Na sequência, o projeto também vai tratar de “Desenho Universal para a Aprendizagem e Gestão Equitativa”. Esse tema irá apresentar situações ligadas à neurodiversidade, acessibilidade educacional, planejamento inclusivo e equidade como garantia de direitos. Com isso, o conteúdo pretende mostrar que atender de forma justa não significa oferecer o mesmo para todos, mas garantir os apoios necessários para que cada estudante tenha condições reais de aprender e participar da vida escolar.
Outro tema previsto é “Acolhimento, Pertencimento e Saúde Mental na Rede”. As tirinhas vão destacar redes de apoio, saúde mental de estudantes e servidores, combate ao assédio e à discriminação, escuta ativa e permanência escolar. O objetivo é fortalecer a compreensão de que a inclusão também depende de ambientes seguros, de vínculos saudáveis e da atuação conjunta de diferentes profissionais da rede para que a escola seja um espaço de proteção e pertencimento.
Diego Nascimento, gerente de Diversidade e Inclusão, explica que o projeto nasce da necessidade de traduzir a linguagem institucional para o dia a dia das escolas.
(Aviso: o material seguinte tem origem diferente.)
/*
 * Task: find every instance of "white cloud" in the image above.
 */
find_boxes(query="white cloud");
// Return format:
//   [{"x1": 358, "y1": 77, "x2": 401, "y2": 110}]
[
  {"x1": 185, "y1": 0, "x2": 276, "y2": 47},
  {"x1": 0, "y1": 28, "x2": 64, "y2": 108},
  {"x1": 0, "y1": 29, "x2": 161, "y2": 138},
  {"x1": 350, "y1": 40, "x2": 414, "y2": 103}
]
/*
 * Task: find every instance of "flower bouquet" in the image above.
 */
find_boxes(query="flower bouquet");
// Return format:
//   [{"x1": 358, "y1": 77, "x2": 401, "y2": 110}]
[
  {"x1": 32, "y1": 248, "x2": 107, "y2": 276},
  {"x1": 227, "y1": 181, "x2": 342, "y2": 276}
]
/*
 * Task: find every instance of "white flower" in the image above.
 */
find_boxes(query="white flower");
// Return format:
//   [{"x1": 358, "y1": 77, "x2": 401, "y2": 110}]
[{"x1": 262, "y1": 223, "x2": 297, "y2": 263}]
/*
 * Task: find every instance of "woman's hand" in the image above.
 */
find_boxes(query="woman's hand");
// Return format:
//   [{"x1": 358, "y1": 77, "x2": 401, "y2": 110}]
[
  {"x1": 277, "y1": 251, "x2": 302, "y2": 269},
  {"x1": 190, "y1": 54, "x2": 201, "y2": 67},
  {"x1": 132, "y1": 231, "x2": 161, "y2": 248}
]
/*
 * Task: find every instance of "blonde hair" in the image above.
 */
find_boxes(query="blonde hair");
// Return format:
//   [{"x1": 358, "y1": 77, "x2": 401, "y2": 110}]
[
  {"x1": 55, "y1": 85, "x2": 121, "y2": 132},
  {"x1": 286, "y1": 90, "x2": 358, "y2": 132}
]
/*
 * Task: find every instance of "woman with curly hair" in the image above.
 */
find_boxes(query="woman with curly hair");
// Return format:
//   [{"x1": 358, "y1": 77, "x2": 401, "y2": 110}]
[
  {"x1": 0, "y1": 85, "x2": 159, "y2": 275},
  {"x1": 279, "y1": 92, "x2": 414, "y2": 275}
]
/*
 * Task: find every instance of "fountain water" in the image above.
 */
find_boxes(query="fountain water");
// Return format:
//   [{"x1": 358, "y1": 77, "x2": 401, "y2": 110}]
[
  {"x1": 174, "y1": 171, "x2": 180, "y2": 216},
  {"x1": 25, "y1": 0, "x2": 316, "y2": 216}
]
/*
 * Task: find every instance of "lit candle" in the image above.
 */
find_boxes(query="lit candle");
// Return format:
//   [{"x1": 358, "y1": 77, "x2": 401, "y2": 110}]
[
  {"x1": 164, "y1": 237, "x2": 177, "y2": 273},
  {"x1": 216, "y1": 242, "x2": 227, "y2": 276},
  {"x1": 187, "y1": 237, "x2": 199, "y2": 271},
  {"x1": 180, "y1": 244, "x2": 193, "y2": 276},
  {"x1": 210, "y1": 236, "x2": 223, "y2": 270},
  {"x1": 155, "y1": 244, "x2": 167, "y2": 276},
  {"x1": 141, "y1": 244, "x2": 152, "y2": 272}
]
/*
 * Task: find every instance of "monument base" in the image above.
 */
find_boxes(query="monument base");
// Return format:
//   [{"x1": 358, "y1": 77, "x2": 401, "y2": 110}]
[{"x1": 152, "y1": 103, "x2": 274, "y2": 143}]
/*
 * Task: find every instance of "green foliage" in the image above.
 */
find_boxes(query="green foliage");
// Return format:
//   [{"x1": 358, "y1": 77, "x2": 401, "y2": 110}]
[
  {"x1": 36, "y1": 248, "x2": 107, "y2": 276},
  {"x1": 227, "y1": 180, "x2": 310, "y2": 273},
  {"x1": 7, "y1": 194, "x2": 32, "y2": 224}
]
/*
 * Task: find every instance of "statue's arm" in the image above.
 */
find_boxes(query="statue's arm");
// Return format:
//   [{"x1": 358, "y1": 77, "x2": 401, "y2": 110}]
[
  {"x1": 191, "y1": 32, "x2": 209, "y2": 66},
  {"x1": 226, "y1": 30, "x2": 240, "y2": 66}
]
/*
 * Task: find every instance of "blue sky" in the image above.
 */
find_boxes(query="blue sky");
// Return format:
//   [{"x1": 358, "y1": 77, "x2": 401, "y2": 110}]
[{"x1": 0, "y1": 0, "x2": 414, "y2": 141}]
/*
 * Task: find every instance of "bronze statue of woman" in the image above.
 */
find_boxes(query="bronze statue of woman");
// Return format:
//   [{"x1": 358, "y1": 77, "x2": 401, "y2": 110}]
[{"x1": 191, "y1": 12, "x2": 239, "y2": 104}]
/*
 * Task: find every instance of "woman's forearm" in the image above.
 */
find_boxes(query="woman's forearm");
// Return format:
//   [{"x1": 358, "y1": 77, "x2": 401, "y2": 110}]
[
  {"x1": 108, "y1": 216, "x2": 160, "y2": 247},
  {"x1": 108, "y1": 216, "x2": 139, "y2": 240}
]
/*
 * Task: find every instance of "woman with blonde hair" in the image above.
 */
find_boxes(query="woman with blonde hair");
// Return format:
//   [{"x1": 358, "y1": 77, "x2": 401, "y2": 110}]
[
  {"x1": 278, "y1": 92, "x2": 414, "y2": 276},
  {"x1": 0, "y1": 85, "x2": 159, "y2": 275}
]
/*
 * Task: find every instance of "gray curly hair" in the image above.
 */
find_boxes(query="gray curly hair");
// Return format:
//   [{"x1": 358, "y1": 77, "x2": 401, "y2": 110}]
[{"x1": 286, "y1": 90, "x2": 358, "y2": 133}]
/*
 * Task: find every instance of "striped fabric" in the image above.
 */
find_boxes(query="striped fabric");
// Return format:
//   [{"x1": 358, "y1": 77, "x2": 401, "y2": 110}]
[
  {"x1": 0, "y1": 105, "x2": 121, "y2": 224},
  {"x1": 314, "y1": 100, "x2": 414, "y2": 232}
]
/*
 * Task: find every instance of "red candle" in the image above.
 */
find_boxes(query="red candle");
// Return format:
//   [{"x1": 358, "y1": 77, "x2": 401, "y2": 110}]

Segundo ele, a proposta usa as mídias digitais como ponte entre a política pública e a comunidade escolar. “A ideia é aproximar o que a secretaria planeja, acompanha e avalia da realidade de alunos, professores e famílias, usando uma linguagem acessível e um formato que faça parte da rotina das pessoas”, afirma. Ele acrescenta que o conteúdo também busca orientar sobre direitos, convivência e comportamento dentro da unidade escolar.
Simone Pedro, assistente da Gerência de Diversidade e Inclusão, destaca que muitas escolas conhecem as medidas, mas nem sempre compreendem a origem e os princípios que sustentam essas políticas. Para ela, as tirinhas cumprem uma função pedagógica ao esclarecer o sentido das ações e aproximar a secretaria da realidade vivida nas unidades. “É uma forma de explicar melhor o que está por trás das políticas e de ajudar a escola a olhar para a diversidade como algo que envolve gestão, professores, funcionários e estudantes”, resume.
A proposta também dialoga diretamente com o novo Plano Nacional de Educação (PNE), aprovado e transformado na Lei 15.388, de 14 de abril de 2026, que estabelece 10 anos de vigência e reúne 19 objetivos, com monitoramento bienal. Entre seus eixos centrais estão acesso, qualidade e equidade, além de diretrizes voltadas à superação das desigualdades e à erradicação de preconceitos e discriminações. Os temas das tirinhas reforçam princípios que o plano nacional já trata como prioridade, especialmente nas áreas de inclusão, formação de profissionais, convivência escolar e garantia de direitos.